Eh, we should ha' been both flung away together, an' then I shouldna ha' seen
this day, an' one buryin' 'ud ha' done for us both."
Here Lisbeth paused, but Adam sat in pained silence--he could not speak
otherwise than tenderly to his mother to-day, but he could not help being
irritated by this plaint. It was not possible for poor Lisbeth to know how it
affected Adam any more than it is possible for a wounded dog to know how his
moans affect the nerves of his master. Like all complaining women, she
complained in the expectation of being soothed, and when Adam said nothing, she
was only prompted to complain more bitterly.

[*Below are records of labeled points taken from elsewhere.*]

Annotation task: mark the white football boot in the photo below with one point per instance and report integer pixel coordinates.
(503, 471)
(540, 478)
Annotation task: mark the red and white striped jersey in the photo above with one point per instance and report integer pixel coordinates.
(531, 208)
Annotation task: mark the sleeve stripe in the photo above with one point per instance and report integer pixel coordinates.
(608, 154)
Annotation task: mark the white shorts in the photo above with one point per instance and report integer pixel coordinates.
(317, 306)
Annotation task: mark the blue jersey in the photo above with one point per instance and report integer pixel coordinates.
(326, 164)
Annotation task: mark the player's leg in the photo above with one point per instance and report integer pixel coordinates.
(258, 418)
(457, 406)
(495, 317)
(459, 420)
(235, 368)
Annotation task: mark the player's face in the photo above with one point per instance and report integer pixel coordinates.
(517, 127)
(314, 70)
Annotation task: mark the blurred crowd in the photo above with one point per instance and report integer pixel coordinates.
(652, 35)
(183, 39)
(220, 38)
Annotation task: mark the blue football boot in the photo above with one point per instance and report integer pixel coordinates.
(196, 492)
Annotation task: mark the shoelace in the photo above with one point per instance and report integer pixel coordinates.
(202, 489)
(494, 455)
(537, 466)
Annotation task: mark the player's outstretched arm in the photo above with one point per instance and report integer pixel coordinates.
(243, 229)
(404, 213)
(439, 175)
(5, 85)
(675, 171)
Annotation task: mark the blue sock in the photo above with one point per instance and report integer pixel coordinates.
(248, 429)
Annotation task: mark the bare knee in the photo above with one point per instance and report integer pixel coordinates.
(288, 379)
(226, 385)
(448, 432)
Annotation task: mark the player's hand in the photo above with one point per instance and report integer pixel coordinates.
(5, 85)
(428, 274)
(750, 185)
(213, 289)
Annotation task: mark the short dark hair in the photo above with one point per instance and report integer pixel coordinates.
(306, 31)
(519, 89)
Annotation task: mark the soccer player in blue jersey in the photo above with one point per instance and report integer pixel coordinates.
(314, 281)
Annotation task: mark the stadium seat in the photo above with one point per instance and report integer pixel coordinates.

"I know thee couldst do better wi'out me, for thee couldst go where thee
likedst an' marry them as thee likedst. But I donna want to say thee nay, let
thee bring home who thee wut; I'd ne'er open my lips to find faut, for when
folks is old an' o' no use, they may think theirsens well off to get the bit an'
the sup, though they'n to swallow ill words wi't. An' if thee'st set thy heart
on a lass as'll bring thee nought and waste all, when thee mightst ha' them as
'ud make a man on thee, I'll say nought, now thy feyther's dead an' drownded,
for I'm no better nor an old haft when the blade's gone."
Adam, unable to bear this any longer, rose silently from the bench and walked
out of the workshop into the kitchen. But Lisbeth followed him.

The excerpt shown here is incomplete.